Ryobi and Mitsubishi look to new joint venture

Both companies are headquartered in Hiroshima southern Japan, and cite shrinking demand in the developed world and the need to be more competitive as the drivers.

The study into the potential for a joint venture will be completed by June 30 this year.

Bernard Cheong, managing director of Ryobi’s Australia and South East Asian distributor Cyber says, “ We do not want to speculate at this point, we will wait for the official announcement. Ryobi’s sheetfed business has been growing rapidly in the recent years and it will be interesting to see what comes out of this business alliance study.”

The two have had very differing fortunes outside Japan, with Ryobi presses proving highly successful in both developed and developing print markets. In many markets including Australia they are now number two to Heidelberg in the A3 and B2 sectors. Mitsubishi in contrast, which is mainly in the B1 space, although it does manufacture B2 presses, has made virtually no impact, due in no small part to a vacillating effort on the part of its management.

Ryobi is four times the size of Mitsubishi’s Paper and Packaging division, with sales last year of Yen166bn (A$1.78bn) compared to Mitsubishi’s Yen43bn (A$460m). Ryobi made net profit of Yen4.2bn (A$45m), with Mitsubishi making Yen690m (A$7.4m). The Print & Packaging division of Mitsubishi Heavy Industry was established as a stand alone entity on July 1 2010.

Ryobi’s figures are for the group, which also includes its power tools, die casting and builders hardware businesses. Mitsubishi’s figures also include its heatset and coldest web offset and paper converting businesses, but these are not part of any proposed joint venture.

A statement by the two companies says, “As part of the further efforts in strengthening corporate structure, both companies agreed to study on establishing business alliance in the field of sheet-fed offset printing press business, with a possible set up of a joint venture company in the future specifically aiming at improving competitiveness of sheet-fed offset printing machinery, enhancing the scale of operations, and solidifying its management base.”

In the statement the two companies say that, “It is expected in the commercial printing industry that the market demand for printing machinery in the developing countries is getting stronger, and the demand for higher specification products is expected to grow further in the global market.”

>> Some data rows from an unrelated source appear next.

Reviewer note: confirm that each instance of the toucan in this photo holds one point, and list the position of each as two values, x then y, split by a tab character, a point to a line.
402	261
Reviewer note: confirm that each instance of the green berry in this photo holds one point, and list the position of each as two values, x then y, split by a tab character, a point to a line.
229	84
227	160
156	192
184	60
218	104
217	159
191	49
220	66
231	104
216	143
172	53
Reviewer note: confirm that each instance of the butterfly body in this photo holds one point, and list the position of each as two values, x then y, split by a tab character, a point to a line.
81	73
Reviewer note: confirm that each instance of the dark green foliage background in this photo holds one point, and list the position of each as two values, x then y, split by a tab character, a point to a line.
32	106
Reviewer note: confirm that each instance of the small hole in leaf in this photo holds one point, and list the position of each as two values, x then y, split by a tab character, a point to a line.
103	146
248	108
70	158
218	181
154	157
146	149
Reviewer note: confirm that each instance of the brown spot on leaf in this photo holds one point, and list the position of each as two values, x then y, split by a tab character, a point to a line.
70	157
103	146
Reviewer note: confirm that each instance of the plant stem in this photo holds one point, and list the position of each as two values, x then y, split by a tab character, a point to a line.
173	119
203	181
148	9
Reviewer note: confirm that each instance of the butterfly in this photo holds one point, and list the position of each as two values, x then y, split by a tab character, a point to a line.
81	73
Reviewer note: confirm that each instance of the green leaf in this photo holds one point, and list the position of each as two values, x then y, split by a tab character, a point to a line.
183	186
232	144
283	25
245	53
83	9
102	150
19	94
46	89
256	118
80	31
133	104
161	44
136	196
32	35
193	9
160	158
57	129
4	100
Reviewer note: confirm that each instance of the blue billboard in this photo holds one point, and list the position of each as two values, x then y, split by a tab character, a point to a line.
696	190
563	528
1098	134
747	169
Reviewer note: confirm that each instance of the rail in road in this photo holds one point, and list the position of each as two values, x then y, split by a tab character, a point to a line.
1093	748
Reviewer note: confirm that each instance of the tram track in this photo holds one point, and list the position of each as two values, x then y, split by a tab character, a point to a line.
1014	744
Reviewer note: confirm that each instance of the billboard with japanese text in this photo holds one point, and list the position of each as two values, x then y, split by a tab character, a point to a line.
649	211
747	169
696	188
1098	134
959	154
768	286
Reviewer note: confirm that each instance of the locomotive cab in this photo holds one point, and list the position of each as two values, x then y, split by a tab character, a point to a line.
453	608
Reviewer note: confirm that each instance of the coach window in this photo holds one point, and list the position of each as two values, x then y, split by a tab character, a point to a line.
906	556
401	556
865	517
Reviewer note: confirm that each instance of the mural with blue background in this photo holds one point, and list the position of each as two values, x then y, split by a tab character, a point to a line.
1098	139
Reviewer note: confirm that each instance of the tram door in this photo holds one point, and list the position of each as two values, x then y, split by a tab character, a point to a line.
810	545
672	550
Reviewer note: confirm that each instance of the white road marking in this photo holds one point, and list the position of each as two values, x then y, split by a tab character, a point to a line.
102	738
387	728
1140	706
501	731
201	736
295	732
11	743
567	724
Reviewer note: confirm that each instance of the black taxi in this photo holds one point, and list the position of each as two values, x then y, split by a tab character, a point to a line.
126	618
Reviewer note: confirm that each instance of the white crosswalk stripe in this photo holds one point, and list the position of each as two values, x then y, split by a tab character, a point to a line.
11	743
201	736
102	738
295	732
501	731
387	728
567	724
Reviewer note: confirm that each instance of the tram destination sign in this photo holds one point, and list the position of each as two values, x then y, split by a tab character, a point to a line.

Both companies are now committed to jointly study the scheme that they hope will allow significant synergies such as enhancement of product line-up, enlargement of product development capability, reduction of product cost, and improvement in sales and service networks. The plan is expected to enable the stronger presence in the global market.

The study into the proposed joint venture continues the global shake-up in the offset press world; Heidelberg has had to be rescued by government loans, manroland went into administration and was sold off as two separate slimmed down parts, KBA has downsized by 30 per cent, Shinohara has gone bust and been bought by the Chinese Hans Gronhi company, while Akiyama and Goss have both been bought out of bankruptcy protection by Shanghai Electric, all since the onset of the GFC.